In order to analyze results and measure behavior of protocols, we selected some indicators from [33,41]. These indicators are performance, protocol overhead, packet dropped, average delay and the variation of the delay or jitter. They are all compared with those of the following protocols: AOMDV, AODV and DSDV.

4. Results

The NS2 simulator [10] is used to determine protocols behaviour with the data shown in Table 1. In order to determine which is the best protocol, we considered the following indicators:

– Average Delay. This is very significant to measure for our purpose, because there is a need to send and receive network management information as soon as possible. With 30 connections, and with 120 and 150 nodes, AOMDV protocol yields little delays. Instead, with 60 connections, the panorama changes to demonstrate a great advantage in AOMDV usage over AODV and DSDV. Collected data is shown in Table 3, Table 4, Figure 5 (a), and Figure 5 (b).

– Packet delay variation. It is the difference or delay between end-to-end communication selected packets. In MANETs, it allows to measure convergence and network stability.

This parameter is related to the mean fluctuation and helps us to determine which one of the three protocols would be the most appropriate. The protocol with the lower jitter is the best, and it is the AOMDV. The simulation results are shown in Table 5, Table 6, Figure 6 (a) and Figure 6 (b).

– Dropped Packet. This is the number of packets dropped by intermediate nodes due to the effects produced by its own continuous mobility, timer expiration, and unreachable destinations by Address Resolution Protocol (ARP).

The purpose of this simulation is to set up which of the three routing protocols developed shows better QoS characteristics. According to the analysis, the protocol that removes fewer packets during transmission is the AOMDV protocol, both with 30 and with 60 connections.
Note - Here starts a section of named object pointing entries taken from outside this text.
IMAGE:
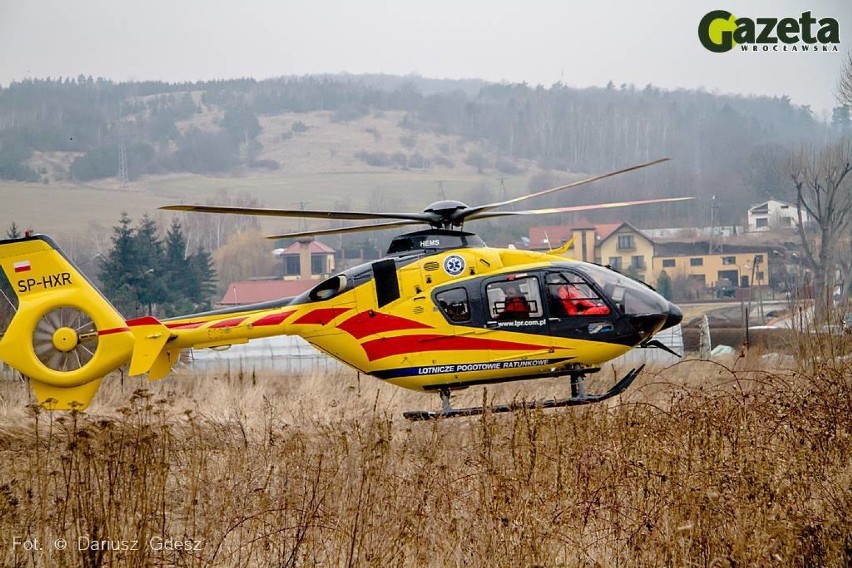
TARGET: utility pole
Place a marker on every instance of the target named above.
(715, 232)
(123, 176)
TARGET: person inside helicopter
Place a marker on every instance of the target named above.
(515, 304)
(570, 300)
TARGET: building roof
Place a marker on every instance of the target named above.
(702, 248)
(553, 236)
(763, 207)
(255, 291)
(315, 247)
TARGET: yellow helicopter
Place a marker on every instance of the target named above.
(442, 311)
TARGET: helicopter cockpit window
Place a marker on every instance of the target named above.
(328, 289)
(570, 295)
(454, 304)
(628, 295)
(515, 298)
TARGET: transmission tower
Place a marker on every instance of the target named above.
(715, 230)
(123, 176)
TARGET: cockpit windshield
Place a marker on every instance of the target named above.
(631, 297)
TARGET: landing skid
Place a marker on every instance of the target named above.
(578, 397)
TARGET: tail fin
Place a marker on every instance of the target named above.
(65, 336)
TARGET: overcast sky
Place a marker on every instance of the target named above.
(539, 42)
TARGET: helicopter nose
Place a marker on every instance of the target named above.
(647, 325)
(673, 316)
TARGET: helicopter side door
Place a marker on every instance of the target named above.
(575, 308)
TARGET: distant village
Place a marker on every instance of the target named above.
(716, 262)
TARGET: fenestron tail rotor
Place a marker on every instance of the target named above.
(65, 339)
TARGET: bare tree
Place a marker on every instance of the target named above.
(824, 192)
(844, 84)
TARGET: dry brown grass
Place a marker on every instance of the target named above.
(699, 464)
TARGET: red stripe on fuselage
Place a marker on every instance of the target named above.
(187, 325)
(229, 322)
(144, 320)
(321, 316)
(273, 319)
(371, 323)
(113, 330)
(385, 347)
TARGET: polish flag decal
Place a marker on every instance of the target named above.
(23, 266)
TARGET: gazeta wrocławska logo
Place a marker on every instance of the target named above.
(720, 31)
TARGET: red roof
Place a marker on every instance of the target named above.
(557, 235)
(315, 247)
(254, 291)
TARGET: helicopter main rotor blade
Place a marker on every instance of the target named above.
(302, 214)
(490, 214)
(358, 229)
(473, 212)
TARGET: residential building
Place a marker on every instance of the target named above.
(620, 245)
(306, 259)
(257, 291)
(736, 266)
(774, 214)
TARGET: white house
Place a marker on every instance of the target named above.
(774, 214)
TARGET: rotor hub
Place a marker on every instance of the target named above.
(65, 339)
(445, 213)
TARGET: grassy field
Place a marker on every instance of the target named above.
(318, 171)
(67, 211)
(704, 463)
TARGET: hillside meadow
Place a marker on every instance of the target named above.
(740, 462)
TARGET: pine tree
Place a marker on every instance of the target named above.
(190, 278)
(150, 258)
(119, 267)
(202, 262)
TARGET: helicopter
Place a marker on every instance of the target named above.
(440, 312)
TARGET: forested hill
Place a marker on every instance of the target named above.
(726, 145)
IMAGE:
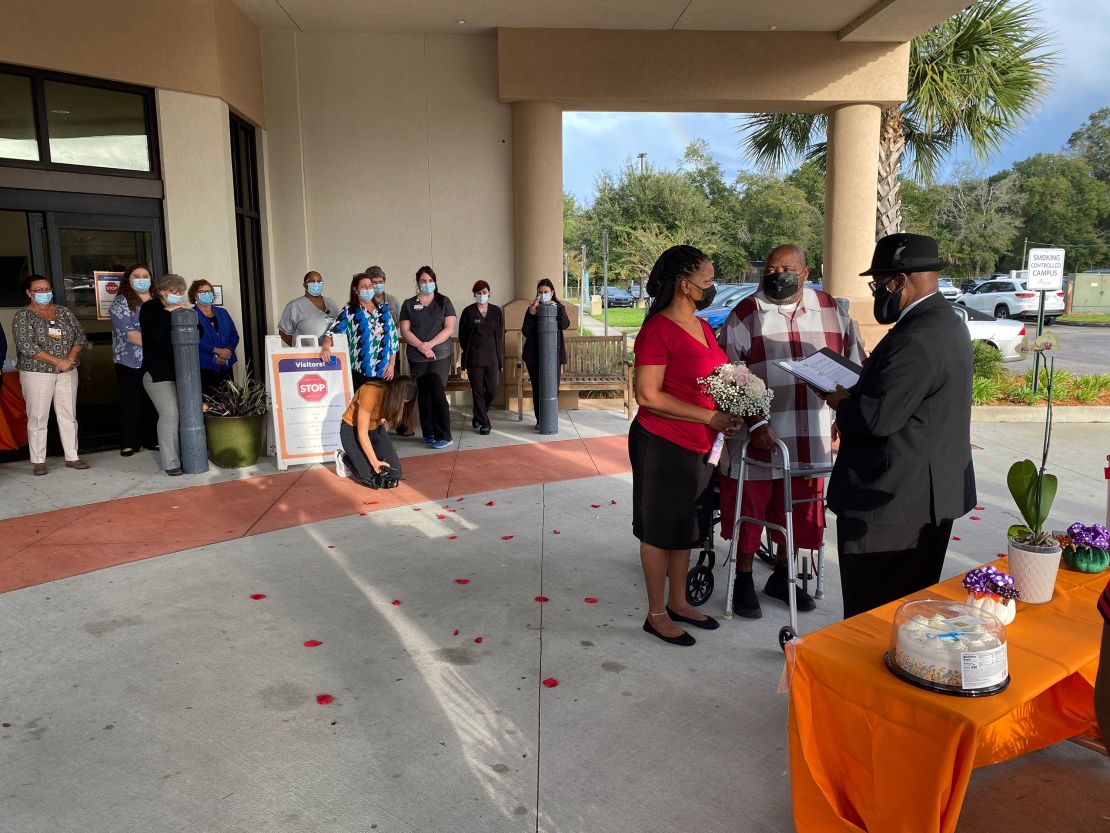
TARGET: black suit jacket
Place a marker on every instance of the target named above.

Data is shown in Table 7 y Table 8, Figure 7 (a) and Figure 7 (b).

5. Conclusions

Mobility models are representations of human behavior that require prior analysis and should be analyzed in all their dimensions. In this article they were implemented on a defined and simulated urban area, considering random obstacles, and governed by various parameters such as time of simulation, number of nodes, and others.

The Random Obstacle Mobility Model grants QoS parameters to be analyzed reliably in routing protocols simulations to adapt for more unpredictable cases in this research.

Finally, of the twenty-four simulated scenarios under AODV, DSDV and AOMDV routing protocols, the one that has greater compatibility with the Random Obstacle Mobility Model, and best QoS characteristics at the communication time between nodes is the AOMDV.